Active in the British music scene for well over a decade, Theo Travis’s signature blend of progressive jazz has made him one of the best-kept secrets in the jazz world. Garnering an impressive reputation lending his woodwind multi-instrumentalist talents to prog-rockers Porcupine Tree, Gong and The Tangent, Norwegian pop star Anja Garbarek and art-rocker David Sylvian (Japan), his ability to effortlessly move from genre to genre touches on the extraordinary. A musical innovator with an unmatched determination to expand the jazz vocabulary – redefining, reshaping and exploring it – Travis is the Miles Davis of the saxophone.

Travis’s latest release, Double Talk, combines elements from his work in both the jazz and progressive rock domains, allowing him to interweave and reconfigure stylistic elements into his own combination of progressive jazz. Alongside his quartet and the guitar talents of Robert Fripp, the album bountifully expands the sonic palette, balancing both a spacious minimalist approach with a classic post-bop spirit.
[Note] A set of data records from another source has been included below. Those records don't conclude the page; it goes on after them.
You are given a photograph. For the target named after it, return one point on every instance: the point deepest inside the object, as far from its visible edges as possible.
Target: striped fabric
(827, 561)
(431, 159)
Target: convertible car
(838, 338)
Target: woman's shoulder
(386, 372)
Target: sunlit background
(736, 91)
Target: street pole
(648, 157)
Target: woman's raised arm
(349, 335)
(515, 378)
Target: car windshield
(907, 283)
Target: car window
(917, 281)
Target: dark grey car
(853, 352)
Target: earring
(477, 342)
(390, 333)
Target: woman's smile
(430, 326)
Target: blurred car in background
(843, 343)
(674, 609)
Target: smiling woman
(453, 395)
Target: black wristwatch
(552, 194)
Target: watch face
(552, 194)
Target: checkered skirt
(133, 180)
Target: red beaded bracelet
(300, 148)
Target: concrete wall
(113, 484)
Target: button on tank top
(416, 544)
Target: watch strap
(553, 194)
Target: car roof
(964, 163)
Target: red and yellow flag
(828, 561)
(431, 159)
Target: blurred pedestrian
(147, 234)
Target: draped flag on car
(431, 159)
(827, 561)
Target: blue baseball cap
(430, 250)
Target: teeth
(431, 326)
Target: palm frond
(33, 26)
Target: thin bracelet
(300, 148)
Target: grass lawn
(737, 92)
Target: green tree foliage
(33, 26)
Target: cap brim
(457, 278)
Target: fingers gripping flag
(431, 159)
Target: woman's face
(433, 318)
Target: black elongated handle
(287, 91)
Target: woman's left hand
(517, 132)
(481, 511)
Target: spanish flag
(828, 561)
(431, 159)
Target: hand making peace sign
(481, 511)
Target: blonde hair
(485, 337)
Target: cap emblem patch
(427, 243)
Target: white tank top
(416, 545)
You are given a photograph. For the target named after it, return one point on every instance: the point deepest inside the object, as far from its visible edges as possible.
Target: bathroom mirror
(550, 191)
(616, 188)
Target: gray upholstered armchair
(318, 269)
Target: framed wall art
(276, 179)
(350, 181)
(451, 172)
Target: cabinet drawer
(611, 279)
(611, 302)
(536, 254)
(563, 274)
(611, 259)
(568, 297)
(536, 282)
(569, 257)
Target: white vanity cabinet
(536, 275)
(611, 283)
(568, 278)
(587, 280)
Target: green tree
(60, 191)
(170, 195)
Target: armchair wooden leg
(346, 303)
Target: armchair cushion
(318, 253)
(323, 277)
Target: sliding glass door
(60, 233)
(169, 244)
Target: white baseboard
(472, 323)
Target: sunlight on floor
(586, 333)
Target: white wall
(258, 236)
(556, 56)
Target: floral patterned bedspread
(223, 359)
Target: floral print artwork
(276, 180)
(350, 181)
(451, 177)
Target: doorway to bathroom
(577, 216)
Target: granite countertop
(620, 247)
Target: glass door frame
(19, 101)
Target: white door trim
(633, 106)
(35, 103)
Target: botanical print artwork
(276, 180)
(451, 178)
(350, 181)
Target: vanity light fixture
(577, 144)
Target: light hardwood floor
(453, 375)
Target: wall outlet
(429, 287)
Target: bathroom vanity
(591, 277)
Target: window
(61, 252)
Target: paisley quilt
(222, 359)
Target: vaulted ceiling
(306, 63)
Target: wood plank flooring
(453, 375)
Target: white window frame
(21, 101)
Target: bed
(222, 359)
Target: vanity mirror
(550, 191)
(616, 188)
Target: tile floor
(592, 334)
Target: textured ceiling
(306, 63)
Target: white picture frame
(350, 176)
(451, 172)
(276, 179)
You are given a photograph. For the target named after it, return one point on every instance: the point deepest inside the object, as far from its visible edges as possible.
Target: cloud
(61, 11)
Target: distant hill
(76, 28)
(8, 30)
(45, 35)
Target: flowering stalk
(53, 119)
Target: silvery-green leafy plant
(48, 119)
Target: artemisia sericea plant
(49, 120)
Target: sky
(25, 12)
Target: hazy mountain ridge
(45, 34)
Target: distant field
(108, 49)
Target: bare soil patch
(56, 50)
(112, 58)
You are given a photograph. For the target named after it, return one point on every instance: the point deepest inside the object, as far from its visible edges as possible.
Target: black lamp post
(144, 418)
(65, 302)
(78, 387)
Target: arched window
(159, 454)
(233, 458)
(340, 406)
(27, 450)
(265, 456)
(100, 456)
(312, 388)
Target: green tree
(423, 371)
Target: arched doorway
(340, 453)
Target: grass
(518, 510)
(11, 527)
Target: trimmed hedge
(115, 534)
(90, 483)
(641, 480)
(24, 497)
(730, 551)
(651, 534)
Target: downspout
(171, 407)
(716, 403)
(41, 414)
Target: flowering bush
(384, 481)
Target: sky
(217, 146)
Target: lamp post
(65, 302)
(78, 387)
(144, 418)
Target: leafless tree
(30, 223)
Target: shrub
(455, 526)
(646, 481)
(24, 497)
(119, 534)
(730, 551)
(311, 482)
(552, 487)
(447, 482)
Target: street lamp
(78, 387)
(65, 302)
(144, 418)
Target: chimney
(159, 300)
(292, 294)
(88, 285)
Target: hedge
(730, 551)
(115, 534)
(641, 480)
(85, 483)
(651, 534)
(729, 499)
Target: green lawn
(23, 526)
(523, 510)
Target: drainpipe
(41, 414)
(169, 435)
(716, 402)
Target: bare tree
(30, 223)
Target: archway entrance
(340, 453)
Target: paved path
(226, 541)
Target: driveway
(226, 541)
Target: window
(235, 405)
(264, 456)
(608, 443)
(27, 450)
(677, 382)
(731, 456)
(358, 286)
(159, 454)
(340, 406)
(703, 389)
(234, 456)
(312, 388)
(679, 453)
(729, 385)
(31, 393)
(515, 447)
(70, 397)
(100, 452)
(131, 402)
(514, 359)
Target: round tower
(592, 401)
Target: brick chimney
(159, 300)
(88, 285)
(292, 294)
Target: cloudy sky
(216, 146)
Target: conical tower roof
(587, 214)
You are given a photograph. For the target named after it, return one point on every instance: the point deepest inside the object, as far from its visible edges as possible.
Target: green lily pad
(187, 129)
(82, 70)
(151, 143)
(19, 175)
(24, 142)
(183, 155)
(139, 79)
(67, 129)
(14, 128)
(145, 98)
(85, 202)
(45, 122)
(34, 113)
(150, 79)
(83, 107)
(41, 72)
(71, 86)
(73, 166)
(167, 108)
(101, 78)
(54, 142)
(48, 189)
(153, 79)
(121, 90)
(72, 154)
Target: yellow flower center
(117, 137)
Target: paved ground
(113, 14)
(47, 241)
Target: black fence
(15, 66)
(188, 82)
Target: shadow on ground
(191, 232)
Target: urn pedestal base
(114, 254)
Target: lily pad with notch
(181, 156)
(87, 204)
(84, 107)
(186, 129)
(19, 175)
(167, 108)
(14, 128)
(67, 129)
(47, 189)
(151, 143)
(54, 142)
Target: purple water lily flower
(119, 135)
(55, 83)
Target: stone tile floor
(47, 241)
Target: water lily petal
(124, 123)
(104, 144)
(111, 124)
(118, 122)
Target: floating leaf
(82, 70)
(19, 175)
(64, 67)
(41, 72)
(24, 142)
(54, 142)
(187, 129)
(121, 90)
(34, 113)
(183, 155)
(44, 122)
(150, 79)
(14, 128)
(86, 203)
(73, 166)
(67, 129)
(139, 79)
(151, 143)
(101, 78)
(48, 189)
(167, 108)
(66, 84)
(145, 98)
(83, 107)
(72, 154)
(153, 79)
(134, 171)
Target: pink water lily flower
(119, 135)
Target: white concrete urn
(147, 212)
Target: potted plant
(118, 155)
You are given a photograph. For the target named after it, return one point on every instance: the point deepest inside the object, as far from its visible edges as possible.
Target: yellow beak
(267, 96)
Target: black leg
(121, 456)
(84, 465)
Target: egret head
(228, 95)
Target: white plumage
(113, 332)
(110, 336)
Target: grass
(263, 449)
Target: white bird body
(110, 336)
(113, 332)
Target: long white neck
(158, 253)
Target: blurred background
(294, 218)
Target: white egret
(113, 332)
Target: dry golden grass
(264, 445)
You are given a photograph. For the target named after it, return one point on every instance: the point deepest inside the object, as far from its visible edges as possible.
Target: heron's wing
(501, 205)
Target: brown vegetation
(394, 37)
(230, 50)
Able to concentrate on one note to make it resonate with the force of a large ensemble, Travis’s instrumental lyricism and attention to detail in “Ascending” is truly impressive. Alongside the slow march of organ and drums, Travis takes the time to shape and build his melodic statements without allowing any other part to encroach too soon. Momentarily stepping back, guitarist Mike Outram becomes the catalyst that ricochets things forwards, trading sustained notes and vicious downward lines with a King Crimson velocity, ushering Travis in moments later to wrap things up.

Switching over to the flute, Travis’s lines begin to cross each other’s paths in “Oblivionville” with a lush dreamscape quality that’s reminiscent of the works of fellow saxophonist, Jan Garbarek. The surreal beauty of the instrumental simplicity soon breaks into an upbeat sax melody that stretches its arms across the piece, commanding the group to liven things up, and to welcome in another solo by Outram that beautifully stops itself in mid-sentence to react and play off its own echoes. Dissolving into a soundscape, Fripp enters and effortlessly floats his trademark whirls of his synthesized guitar sounds across the foreground, allowing his droning guitar sighs to freely wander about while Travis occasionally injects some last melodic thoughts. The attention to detail is immaculate with neither musician wandering off on their own, taking the time to actively listen and react to each other’s ideas, gracefully adding layers of ethereal textures.

After taking a short detour with a more group-oriented piece in “The Relegation of Pluto,” the mystery of Travis and Fripp’s slow rhythmic ambient chemistry returns once again in “The Endless Search” and “Pallendream.” There’s a sense of enormity and vast distances in these slow compositions, and even with the lush layers of flutes, the wah-wah sax and the liquid textures of Fripp’s guitar, nowhere does the grandeur of either piece feel imposing. It’s beautiful simplicity; both musicians understand how to shape the sound that makes ‘simple’ sound more beautiful than even the most complex pieces.

The album does make a rather sharp turn with the Pink Floyd cover of “See Emily Play.” Prog purists may have a tough time with the wah-wah sax taking the lead, however, Travis is careful enough to cover Syd Barrett’s vocal part with much respect. Although it would have been a treat to hear a variation on the original song, additions in the latter half (such as the Hammond Organ adding a space rock tinge) do a fair job at reworking the classic.

Nearing the end, Travis’s quartet gets their chance to stretch their legs in the jazzier “And So It Seemed.” Not to steal the show with his warm tenor charm, Travis hands off the lead to organist Peter Whittaker to allow him to have some time under the spotlight, and as he races across the foreground, he commands the progression with the same authority, effortlessly dancing across the keys. In line with the earlier piece “See Emily Play,” the transition into “Portobello 67” revisits the earlier upbeat 1960s pop charm, and with colourful flourishes of guitar and organ that wash over Travis’s lead, it becomes the perfect conclusion for the album.

When Double Talk is all done, it’s an experience – an album you walk away from with memories. This is jazz filtered through the mind of Theo Travis, where a collage of musical ideas never sounds messy or disjointed. Each piece can stand on its own in its own respective genre, but Travis’s remarkable gift of being able to cohesively create an album that fluidly speaks in different genres is what makes his work such a treat. For any progressive rock or experimental jazz lover, you owe it to yourself to check out Double Talk.